Fires in the west spark man into action
Hinsdale native Louis learning skills on the job in his first year as wildland firefighter
Last updated 9/23/2020 at 1:10pm | View PDF
Rhys Louis has spent the last two weeks near the evacuated town of Happy Camp, Calif., near the Oregon border.
The name belies Louis' purpose for being there: fighting forest fires.
"We arrived and were immediately plugged into the lines, and we fought the fires through the town of Happy Camp, trying to keep the fires out of as much of the town as we could," said the 27-year-old wildland firefighter and Hinsdale native, reached by phone on Sunday.
The so-called Slater Fire is just one of the dozens of conflagrations scorching the landscape up and down the West Coast. Louis went to the region in August from his job conducting prescribed fires in North Carolina. He contracts with a private firm, working alongside crews from state and federal agencies and counterparts from around the country
"We go on what are called 'rolls.' We get an order to an incident, and the usual duration is two weeks or until they no longer need us," he explained. "The division that I'm on right now has engines from Maryland, Idaho, New Jersey, Oregon and someone from Wyoming," he said.

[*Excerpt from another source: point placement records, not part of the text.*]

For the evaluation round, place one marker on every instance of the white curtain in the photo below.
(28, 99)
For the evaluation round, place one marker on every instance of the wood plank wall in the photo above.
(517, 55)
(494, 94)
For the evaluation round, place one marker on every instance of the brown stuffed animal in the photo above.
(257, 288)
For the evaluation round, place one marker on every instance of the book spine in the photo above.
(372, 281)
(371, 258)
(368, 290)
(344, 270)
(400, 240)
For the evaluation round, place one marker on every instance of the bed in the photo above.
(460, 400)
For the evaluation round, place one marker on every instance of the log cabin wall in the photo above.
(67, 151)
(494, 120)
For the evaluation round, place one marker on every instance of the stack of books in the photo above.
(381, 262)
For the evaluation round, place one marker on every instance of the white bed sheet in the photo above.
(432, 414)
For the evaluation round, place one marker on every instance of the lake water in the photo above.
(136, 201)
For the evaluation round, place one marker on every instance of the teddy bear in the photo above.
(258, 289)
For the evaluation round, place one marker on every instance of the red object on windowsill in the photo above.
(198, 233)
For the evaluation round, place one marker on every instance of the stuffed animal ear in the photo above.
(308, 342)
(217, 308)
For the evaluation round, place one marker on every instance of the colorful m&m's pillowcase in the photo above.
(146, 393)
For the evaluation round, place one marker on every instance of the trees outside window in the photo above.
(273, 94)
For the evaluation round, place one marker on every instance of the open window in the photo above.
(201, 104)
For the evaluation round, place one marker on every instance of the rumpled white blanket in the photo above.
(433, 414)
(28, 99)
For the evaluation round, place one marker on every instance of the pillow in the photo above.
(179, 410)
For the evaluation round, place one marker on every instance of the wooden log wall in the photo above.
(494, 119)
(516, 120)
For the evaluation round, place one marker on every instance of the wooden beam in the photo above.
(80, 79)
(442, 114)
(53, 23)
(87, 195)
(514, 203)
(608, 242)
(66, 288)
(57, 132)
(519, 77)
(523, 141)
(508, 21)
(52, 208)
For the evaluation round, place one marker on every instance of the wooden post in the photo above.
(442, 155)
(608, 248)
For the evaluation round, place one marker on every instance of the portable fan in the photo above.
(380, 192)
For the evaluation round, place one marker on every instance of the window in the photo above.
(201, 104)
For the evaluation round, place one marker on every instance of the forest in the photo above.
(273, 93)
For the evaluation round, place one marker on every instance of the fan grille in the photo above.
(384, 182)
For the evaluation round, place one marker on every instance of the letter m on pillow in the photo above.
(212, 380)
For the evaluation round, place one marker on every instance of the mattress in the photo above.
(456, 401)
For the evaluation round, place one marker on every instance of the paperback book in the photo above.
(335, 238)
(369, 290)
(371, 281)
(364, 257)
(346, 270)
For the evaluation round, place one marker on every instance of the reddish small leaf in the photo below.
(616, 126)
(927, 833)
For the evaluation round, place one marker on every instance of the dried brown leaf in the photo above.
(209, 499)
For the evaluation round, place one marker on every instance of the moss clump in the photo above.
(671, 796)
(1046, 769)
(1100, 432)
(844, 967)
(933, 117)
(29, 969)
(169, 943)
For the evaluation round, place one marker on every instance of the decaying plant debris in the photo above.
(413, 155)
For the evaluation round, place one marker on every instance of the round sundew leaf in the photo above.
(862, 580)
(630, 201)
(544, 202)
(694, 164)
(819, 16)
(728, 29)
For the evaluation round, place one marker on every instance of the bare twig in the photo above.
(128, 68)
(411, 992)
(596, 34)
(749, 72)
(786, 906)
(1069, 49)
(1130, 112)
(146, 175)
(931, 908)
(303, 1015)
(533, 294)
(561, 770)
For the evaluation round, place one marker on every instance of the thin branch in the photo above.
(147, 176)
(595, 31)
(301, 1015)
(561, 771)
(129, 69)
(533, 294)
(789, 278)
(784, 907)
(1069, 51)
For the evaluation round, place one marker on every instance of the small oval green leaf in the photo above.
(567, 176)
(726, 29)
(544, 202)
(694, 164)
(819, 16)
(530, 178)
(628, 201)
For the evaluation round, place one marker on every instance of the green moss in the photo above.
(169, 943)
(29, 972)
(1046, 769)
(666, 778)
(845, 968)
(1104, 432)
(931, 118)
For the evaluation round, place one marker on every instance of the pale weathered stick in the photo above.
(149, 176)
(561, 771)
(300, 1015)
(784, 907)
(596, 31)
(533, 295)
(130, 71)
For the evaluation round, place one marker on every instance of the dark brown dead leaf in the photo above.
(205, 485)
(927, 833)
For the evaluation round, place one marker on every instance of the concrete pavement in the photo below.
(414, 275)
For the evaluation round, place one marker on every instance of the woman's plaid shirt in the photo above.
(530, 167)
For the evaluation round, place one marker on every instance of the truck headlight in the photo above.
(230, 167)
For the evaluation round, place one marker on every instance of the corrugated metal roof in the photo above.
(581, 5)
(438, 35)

The primary task for Louis and his team members on the scene is to ensure that moderate fire activity is extinguished.
"The resource that I'm on is called a Type 6 Engine. It's a big pick-up truck that can carry 375 gallons of water. I'm on a three-person crew," he said. "It gives us the ability to go in to the woods where big engines can't. We're trying to keep fire at a low intensity to consume fuel but not jump our line."
They rely on hand tools to get the job done. And without the protective gear that urban firefighters use - including no oxygen tanks or masks - they get out if things starting breaking badly.
"We don't' carry that type of equipment with us. We wear fire-resistant clothes, which is just pants, a shirt and a hard hat," Louis said. "Those masks are flammable and will melt and stick to your face. We don't wear steel-toed boots because they'll cook your feet.
"We try and stay a good distance away as much as we can from anything too big going on," he added.
It's been quite a year to be a rookie in the field. Louis followed his interest in forest management to a basic training course at North Carolina State University, where he learned how to conduct prescribed fires. He is based in North Carolina but got the call to sign on with an Oregon-based contractor to assist the effort in the west.
Shifts typically last from 6 a.m. to 6 p.m., but putting in longer days when necessary goes with territory. Sometimes they pitch tents, other times they just sleep on cots set up along the road. Local authorities often provide catering, but Louis has had his share of ready-to-eat meals (MRE).
He was enjoying some sunshine on Sunday after going a week under smoke-choked skies. The toughest part is watching a fire have its way with people's precious homes.
"When a fire gets rolling and we cannot stop it, we pull out and leave," Louis said. "I've seen structures burned. I've seen entire hillsides and wilderness areas go up."
As a first-year firefighter, Louis admits he's "really at the bottom of the food chain" and expressed confidence in those leading the efforts to contain the devastating flames as much as possible.
"There's a lot of experience out here. The people definitely do know what they're doing," he remarked.
The rugged, mountainous landscape also poses perils.
"Perhaps the most dangerous thing out here is the steep terrain and the possibility of slipping and falling off of it," he said.
As experts point out - and as Louis has learned - fires are a natural way forests regenerate themselves.
"Almost anywhere west of the Mississippi River, fire is part of the ecosystem," Louis related.
But as more people move into wilderness areas, and forces such as global warming, logging restrictions and poor forest management form a perfect storm for such disasters, Louis believes new approaches are needed.
"This is not a simple problem to solve. There is no silver bullet," he said. "We need to look at where we live and what risks we're wiling to take. All of these factors are coming into play."
As of Tuesday, the Slater Fire had reportedly burned through 148,677 acres and was only 22 percent contained. Soon Louis' team will head to the next danger zone. He doesn't know when his tour will finish.
"We all want to come home at the end of the day, but there are inherent hazards with being here," he said.